I admire Passet’s thorough research, but I wish she had taken a step back to focus on the ways in which Foster’s life was both exceptional and representative of the generation of lesbians between the new women of the 1920s and the gay liberationists of the 1970s. Foster was modern in many ways, traveling, working, cataloguing pornography, and teasing young women about their beautiful legs. But as Passet notes, her erotic imagination was formed during the era of romantic friendships. Did she and her friends differ from the previous generation of academic women who were largely confined to single-sex institutions? I am struck by the degree to which many of Foster’s deepest friendships closely resemble those of that earlier generation. The small women’s colleges where she often worked encouraged close relations between students and teachers; these continued long after graduation.
Were Foster and her friends bound by middle-class norms of respectability? At times Passet insists that they were, yet at others, she reassures us that Foster was especially open-minded. Respectability, of course, is a slippery concept, and the definition of proper behavior changed radically over Foster’s lifetime. We need to know more about the changing mores of middle-class, educated lesbians during Foster’s eighty-plus years. I don’t think it would diminish her if we also knew more about how her attitudes about race and class, since much of her working life was spent in the South at white women’s colleges. From the very few comments included, Foster seems to have inhabited comfortably the prejudices of her time, except in regard to sexuality. She was not alone in this, of course: many pioneering feminists were surprisingly narrow-minded about the needs of other oppressed groups.

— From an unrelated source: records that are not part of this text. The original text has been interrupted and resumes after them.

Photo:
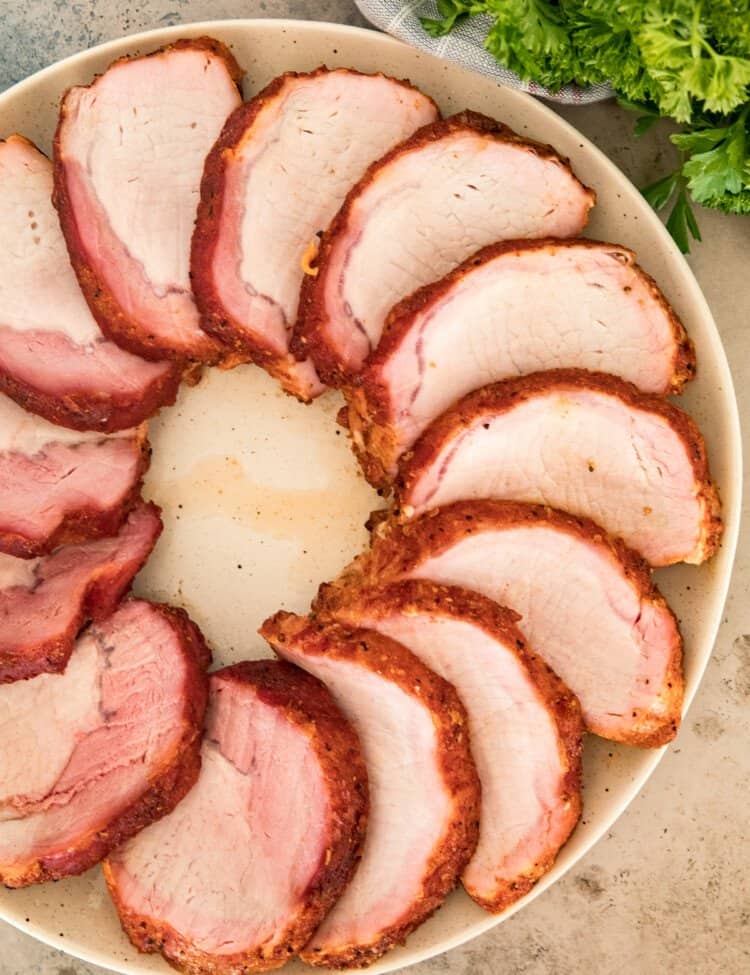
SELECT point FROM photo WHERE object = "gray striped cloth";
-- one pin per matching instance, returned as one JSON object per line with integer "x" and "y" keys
{"x": 464, "y": 45}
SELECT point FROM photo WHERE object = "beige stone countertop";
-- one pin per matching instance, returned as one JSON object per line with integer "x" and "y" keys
{"x": 668, "y": 889}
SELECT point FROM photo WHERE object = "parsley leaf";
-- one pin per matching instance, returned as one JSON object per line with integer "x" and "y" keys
{"x": 685, "y": 59}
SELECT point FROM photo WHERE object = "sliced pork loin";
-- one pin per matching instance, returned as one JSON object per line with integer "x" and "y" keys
{"x": 513, "y": 308}
{"x": 275, "y": 179}
{"x": 238, "y": 877}
{"x": 44, "y": 602}
{"x": 59, "y": 486}
{"x": 427, "y": 205}
{"x": 525, "y": 725}
{"x": 587, "y": 603}
{"x": 587, "y": 443}
{"x": 91, "y": 756}
{"x": 54, "y": 359}
{"x": 129, "y": 154}
{"x": 424, "y": 790}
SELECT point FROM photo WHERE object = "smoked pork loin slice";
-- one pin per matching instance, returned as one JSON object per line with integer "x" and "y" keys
{"x": 238, "y": 877}
{"x": 44, "y": 602}
{"x": 129, "y": 154}
{"x": 59, "y": 486}
{"x": 91, "y": 756}
{"x": 427, "y": 205}
{"x": 587, "y": 603}
{"x": 275, "y": 179}
{"x": 514, "y": 308}
{"x": 424, "y": 790}
{"x": 525, "y": 725}
{"x": 587, "y": 443}
{"x": 54, "y": 359}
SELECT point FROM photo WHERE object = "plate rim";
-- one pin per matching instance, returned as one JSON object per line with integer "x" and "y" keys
{"x": 163, "y": 35}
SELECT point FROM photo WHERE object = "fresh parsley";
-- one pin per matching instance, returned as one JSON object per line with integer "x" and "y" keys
{"x": 688, "y": 60}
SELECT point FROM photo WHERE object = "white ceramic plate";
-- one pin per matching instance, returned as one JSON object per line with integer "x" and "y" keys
{"x": 262, "y": 499}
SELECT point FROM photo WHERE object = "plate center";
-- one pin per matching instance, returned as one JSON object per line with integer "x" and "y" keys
{"x": 262, "y": 501}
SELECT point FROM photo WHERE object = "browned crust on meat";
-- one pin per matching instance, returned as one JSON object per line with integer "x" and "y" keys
{"x": 370, "y": 410}
{"x": 393, "y": 662}
{"x": 400, "y": 547}
{"x": 310, "y": 338}
{"x": 88, "y": 411}
{"x": 498, "y": 398}
{"x": 104, "y": 591}
{"x": 306, "y": 703}
{"x": 167, "y": 785}
{"x": 411, "y": 597}
{"x": 85, "y": 523}
{"x": 246, "y": 345}
{"x": 109, "y": 316}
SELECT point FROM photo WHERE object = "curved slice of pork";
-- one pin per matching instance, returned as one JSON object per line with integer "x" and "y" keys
{"x": 275, "y": 178}
{"x": 60, "y": 486}
{"x": 587, "y": 603}
{"x": 238, "y": 877}
{"x": 54, "y": 359}
{"x": 129, "y": 153}
{"x": 91, "y": 756}
{"x": 44, "y": 602}
{"x": 587, "y": 443}
{"x": 424, "y": 789}
{"x": 514, "y": 308}
{"x": 427, "y": 205}
{"x": 525, "y": 725}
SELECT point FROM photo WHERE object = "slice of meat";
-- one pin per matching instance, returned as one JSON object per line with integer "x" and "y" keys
{"x": 427, "y": 205}
{"x": 525, "y": 725}
{"x": 513, "y": 308}
{"x": 238, "y": 877}
{"x": 60, "y": 486}
{"x": 44, "y": 602}
{"x": 54, "y": 359}
{"x": 424, "y": 789}
{"x": 91, "y": 756}
{"x": 275, "y": 179}
{"x": 587, "y": 443}
{"x": 587, "y": 603}
{"x": 129, "y": 153}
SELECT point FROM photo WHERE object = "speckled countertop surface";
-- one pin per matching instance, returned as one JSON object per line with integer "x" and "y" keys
{"x": 668, "y": 889}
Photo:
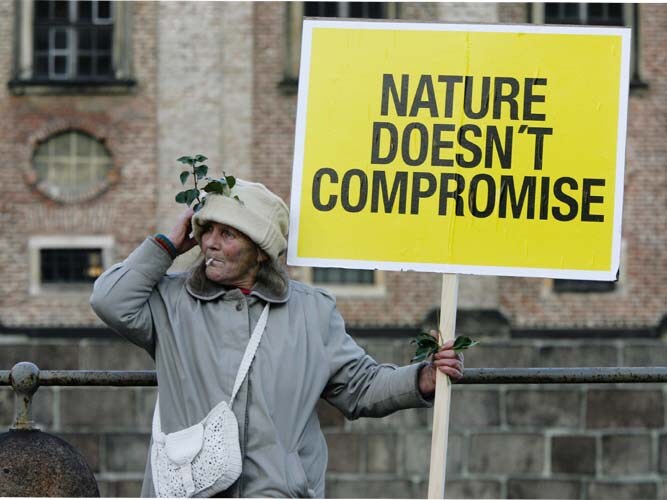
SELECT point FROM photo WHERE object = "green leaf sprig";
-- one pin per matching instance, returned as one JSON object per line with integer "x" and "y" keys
{"x": 428, "y": 345}
{"x": 222, "y": 186}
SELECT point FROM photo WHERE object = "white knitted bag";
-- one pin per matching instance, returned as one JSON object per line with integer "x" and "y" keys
{"x": 203, "y": 459}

Passet’s strongest chapters are those on the 1970s, when she was able to take advantage of so many living informants as well as the rich trove of feminist publications from this period. She avoids the temptation of recounting all the interesting but irrelevant stories that she dug up, although I am sure many readers would have liked to hear more about the mixed successes of shoe-string feminist presses. Sex Variant Women in Literature remains in print, but Foster’s dearest desire—to be published by an academic press—was never achieved. Passet’s book will remain an important source of information when future historians come to write about the extraordinary literary efflorescence of the second women’s movement. But we need to rethink how we frame our stories, for the past is surely much more complicated and contradictory than any single paradigm permits.
Martha Vicinus, Eliza M. Mosher Distinguished University Professor at the University of Michigan, is the author of Intimate Friends: Women who Loved Women, 1778-1928 (2004). She has published extensively on the history of lesbians.